Waszczykowski zaapelował o podjęcie szerokiej debaty na temat przyszłości UE. „Potrzebna jest kompleksowa dyskusja o wzmocnieniu suwerenności państw” – powiedział. Więcej kompetencji powinny jego zdaniem otrzymać parlamenty narodowe. Właściwy kierunek wyznaczyło porozumienie między UE a Wielką Brytanią przyznające Londynowi większe prawa narodowe.
Pojawiające się automatycznie przy okazji kolejnych wyzwań apele o „więcej Europy” są błędem – ocenił szef polskiego MSZ. Jak zaznaczył, Polska odrzuca też pomysł unii politycznej w ramach strefy euro.
Waszczykowski wykluczył pomysł zorganizowania w Polsce referendum o wystąpieniu kraju z UE. „Rząd nie podejmie żadnych kroków w kierunku wyjścia Polski z UE” – zapewnił minister.

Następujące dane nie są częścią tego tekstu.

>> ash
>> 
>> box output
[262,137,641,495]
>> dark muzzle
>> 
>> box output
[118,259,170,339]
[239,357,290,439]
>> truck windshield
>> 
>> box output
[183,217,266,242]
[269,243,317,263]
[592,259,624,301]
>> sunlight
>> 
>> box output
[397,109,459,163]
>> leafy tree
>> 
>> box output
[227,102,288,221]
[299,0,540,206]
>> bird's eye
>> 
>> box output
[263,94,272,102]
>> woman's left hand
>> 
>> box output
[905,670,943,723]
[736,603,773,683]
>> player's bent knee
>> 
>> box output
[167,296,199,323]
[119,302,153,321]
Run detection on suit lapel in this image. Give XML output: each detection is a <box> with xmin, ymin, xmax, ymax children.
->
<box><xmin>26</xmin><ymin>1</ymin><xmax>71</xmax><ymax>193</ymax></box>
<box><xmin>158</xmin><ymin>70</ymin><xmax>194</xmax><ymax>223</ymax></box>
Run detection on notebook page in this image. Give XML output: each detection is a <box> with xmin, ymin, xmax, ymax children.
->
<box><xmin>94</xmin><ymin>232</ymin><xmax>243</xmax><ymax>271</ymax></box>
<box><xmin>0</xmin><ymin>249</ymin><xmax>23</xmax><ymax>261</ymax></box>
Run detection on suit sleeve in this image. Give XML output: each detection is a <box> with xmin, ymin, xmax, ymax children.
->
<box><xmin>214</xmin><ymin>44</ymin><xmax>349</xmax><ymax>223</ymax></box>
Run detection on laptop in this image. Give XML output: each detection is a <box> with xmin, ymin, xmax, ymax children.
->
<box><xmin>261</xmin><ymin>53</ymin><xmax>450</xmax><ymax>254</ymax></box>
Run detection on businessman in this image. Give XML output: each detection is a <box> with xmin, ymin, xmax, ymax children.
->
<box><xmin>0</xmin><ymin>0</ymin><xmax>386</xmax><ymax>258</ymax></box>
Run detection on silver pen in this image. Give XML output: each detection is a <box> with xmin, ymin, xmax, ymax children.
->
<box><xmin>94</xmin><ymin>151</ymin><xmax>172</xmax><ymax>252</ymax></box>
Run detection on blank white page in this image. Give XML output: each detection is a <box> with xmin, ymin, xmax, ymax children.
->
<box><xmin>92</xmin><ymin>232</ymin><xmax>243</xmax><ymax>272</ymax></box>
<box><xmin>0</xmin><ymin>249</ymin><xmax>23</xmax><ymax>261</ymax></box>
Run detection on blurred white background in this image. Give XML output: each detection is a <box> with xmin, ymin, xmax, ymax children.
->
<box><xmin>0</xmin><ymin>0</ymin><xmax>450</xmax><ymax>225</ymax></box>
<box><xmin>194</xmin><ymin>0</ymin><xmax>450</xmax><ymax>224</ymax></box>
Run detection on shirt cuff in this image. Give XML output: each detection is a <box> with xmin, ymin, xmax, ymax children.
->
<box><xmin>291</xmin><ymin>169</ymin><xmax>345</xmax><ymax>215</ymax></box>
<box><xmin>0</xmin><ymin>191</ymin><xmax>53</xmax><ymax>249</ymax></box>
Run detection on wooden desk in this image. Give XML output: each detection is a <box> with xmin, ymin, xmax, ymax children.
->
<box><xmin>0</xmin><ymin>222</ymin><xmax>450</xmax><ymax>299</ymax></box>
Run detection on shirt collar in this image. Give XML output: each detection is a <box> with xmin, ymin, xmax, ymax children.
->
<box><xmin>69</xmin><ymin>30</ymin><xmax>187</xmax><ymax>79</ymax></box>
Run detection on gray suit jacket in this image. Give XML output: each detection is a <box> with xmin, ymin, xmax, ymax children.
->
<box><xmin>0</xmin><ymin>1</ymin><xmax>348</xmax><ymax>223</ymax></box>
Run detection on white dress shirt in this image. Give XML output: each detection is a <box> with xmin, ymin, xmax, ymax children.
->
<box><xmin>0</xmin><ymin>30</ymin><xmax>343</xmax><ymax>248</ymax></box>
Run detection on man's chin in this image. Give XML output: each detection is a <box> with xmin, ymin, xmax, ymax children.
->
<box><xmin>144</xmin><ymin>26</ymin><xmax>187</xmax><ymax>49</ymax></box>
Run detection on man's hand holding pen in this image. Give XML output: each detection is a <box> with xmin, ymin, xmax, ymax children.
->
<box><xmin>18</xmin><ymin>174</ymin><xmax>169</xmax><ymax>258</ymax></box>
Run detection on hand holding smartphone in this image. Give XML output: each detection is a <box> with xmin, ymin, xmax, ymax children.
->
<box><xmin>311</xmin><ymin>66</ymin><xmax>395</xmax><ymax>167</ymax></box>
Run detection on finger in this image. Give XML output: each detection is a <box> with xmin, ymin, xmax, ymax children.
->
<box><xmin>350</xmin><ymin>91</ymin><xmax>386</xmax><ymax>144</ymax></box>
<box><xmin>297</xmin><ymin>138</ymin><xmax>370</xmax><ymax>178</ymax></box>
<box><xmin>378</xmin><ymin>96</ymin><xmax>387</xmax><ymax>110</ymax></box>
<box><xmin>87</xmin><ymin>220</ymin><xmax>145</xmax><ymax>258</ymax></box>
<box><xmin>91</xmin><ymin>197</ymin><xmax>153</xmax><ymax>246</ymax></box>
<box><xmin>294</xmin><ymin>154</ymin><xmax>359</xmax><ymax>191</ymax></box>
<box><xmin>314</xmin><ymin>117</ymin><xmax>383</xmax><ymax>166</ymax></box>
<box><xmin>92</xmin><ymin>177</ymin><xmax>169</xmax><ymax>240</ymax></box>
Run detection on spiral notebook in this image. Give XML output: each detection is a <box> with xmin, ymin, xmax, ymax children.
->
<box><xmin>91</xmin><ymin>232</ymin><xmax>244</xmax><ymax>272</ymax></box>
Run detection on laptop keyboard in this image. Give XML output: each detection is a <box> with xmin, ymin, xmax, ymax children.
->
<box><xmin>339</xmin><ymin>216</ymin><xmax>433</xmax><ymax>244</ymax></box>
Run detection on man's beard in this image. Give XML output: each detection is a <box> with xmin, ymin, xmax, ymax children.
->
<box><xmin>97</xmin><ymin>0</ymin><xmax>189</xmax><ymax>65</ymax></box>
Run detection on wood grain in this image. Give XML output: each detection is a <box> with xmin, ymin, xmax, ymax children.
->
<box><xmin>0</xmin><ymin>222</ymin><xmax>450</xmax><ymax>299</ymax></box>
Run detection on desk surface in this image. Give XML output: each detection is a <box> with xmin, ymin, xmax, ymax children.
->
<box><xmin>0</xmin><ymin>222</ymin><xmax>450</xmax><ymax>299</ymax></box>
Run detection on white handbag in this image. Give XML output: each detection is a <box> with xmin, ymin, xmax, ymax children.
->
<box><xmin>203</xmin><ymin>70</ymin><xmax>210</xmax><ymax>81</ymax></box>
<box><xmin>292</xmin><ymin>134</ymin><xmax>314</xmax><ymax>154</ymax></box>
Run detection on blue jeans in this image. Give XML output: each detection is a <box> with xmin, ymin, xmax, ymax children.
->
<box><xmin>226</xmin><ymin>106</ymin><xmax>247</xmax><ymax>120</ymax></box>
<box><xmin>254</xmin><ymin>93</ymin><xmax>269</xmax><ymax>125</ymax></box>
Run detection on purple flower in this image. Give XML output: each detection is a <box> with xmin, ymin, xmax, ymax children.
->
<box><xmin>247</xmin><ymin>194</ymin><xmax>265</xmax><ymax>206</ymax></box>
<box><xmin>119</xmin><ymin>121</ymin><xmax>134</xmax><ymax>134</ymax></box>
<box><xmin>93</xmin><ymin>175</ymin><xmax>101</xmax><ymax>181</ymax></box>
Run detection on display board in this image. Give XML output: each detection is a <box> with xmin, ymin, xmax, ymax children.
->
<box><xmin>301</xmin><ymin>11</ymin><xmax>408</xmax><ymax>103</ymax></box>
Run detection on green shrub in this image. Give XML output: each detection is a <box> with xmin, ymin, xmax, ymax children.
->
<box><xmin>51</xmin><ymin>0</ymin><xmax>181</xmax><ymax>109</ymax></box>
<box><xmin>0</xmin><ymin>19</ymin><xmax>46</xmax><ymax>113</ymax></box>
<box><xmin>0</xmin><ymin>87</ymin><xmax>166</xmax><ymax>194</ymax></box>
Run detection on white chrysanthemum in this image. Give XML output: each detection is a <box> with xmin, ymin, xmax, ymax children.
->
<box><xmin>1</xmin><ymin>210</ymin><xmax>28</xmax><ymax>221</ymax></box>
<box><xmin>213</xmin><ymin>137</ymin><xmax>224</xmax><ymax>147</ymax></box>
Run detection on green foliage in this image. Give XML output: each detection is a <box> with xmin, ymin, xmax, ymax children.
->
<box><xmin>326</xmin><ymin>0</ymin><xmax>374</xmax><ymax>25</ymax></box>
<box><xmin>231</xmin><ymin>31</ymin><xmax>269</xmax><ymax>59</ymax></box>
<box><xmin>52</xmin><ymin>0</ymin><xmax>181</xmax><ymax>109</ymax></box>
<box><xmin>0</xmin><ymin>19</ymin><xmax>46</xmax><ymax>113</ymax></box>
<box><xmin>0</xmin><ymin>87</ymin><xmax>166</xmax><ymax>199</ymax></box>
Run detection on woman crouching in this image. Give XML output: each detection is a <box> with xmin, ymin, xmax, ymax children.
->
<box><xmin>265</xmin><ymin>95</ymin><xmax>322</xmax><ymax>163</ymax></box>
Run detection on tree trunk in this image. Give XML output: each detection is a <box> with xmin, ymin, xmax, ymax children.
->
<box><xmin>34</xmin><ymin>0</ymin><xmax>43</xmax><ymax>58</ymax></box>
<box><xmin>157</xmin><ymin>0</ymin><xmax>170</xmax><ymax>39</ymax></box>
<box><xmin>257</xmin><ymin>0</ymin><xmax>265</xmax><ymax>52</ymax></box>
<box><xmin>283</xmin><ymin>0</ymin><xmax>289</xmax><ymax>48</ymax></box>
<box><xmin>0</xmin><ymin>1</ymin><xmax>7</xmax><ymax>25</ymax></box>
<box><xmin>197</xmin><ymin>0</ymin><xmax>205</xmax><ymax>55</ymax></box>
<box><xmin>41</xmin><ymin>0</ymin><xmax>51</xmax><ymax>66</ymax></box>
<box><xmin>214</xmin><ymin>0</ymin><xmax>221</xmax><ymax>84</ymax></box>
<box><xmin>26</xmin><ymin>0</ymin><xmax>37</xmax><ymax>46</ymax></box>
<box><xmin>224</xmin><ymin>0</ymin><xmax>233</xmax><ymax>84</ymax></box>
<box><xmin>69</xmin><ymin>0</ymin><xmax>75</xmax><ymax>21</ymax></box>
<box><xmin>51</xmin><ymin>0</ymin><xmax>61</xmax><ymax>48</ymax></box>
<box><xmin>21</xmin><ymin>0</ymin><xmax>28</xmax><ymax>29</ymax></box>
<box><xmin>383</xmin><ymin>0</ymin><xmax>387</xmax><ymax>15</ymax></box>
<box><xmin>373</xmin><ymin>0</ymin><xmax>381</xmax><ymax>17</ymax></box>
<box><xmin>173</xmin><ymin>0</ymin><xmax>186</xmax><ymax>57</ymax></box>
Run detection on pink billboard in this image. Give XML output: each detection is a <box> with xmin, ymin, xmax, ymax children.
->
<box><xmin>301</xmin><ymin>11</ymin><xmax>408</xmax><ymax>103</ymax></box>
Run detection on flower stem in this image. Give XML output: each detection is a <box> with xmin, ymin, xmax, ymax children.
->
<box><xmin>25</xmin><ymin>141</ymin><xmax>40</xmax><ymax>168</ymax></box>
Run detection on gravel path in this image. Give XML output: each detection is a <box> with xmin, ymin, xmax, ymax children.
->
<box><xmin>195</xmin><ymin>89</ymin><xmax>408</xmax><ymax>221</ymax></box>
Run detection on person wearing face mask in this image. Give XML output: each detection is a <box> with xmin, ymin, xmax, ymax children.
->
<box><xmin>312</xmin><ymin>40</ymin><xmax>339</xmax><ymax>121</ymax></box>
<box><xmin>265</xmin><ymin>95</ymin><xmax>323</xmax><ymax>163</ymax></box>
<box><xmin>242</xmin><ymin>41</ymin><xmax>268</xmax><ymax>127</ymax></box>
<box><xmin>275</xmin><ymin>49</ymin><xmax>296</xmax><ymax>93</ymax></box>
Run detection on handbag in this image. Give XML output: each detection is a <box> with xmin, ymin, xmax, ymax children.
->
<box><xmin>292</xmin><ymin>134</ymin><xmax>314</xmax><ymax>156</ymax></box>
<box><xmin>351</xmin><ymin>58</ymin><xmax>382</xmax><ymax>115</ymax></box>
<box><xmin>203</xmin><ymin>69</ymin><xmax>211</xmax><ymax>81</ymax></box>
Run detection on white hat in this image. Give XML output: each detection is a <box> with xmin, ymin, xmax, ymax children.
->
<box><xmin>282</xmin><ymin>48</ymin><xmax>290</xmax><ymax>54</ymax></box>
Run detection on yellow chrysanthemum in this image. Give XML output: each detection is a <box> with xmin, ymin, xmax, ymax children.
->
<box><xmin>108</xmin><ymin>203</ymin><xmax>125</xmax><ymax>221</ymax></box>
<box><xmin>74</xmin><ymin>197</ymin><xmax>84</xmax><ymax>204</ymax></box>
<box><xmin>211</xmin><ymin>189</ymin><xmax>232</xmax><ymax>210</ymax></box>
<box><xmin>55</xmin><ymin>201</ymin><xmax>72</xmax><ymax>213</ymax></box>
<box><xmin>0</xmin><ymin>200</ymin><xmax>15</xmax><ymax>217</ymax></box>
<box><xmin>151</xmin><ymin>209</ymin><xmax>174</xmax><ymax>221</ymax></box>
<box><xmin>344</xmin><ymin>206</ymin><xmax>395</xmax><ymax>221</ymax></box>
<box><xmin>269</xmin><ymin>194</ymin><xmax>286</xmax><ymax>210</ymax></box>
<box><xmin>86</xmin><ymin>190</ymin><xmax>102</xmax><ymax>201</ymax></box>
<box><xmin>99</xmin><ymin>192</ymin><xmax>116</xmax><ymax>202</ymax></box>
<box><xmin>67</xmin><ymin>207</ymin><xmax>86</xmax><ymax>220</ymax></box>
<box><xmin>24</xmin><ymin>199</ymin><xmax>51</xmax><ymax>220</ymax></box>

Waszczykowski powiedział, że istnieją obszary, gdzie pogłębienie integracji europejskiej byłoby pożądane. Wymienił w tym kontekście unię energetyczną, wzmocnienie wspólnego rynku, cyfryzację oraz wspólną politykę bezpieczeństwa.
Szef polskiej dyplomacji powiedział, że państwo prawa w Polsce nie jest zagrożone. „Demokracja w Polsce nie jest zagrożona” – zapewnił. Jego zdaniem media przedstawiają sytuację w Polsce w fałszywym świetle i próbują mieszać się z zewnątrz do polskich spraw, co wywołuje w jego kraju „negatywne emocje”. Waszczykowski zapewnił, że Polska pozostaje „obliczalnym partnerem” na arenie europejskiej i transatlantyckiej.
Minister ocenił, że rząd niemiecki, decydując się w zeszłym roku na otwarcie granicy (dla migrantów), „działał ze szlachetnych pobudek”. „Pytam tylko, czy zastanowiono się nad wszystkimi skutkami tych decyzji dla innych krajów w Europie” – zauważył minister.
„Każdy kraj ma suwerenne prawo do decyzji o tym, czy przyjąć migrantów” – stwierdził Waszczykowski.
Minister odniósł się też do afery z niemieckim satyrykiem Janem Boehmermannem, który w swoich programach szydził z prezydenta Turcji Recepa Tayyipa Erdogana sugerując, że jest zoofilem. Jego zdaniem ten incydent jest okazją do zastanowienia się nad „granicą wolności dobrego smaku w satyrze”.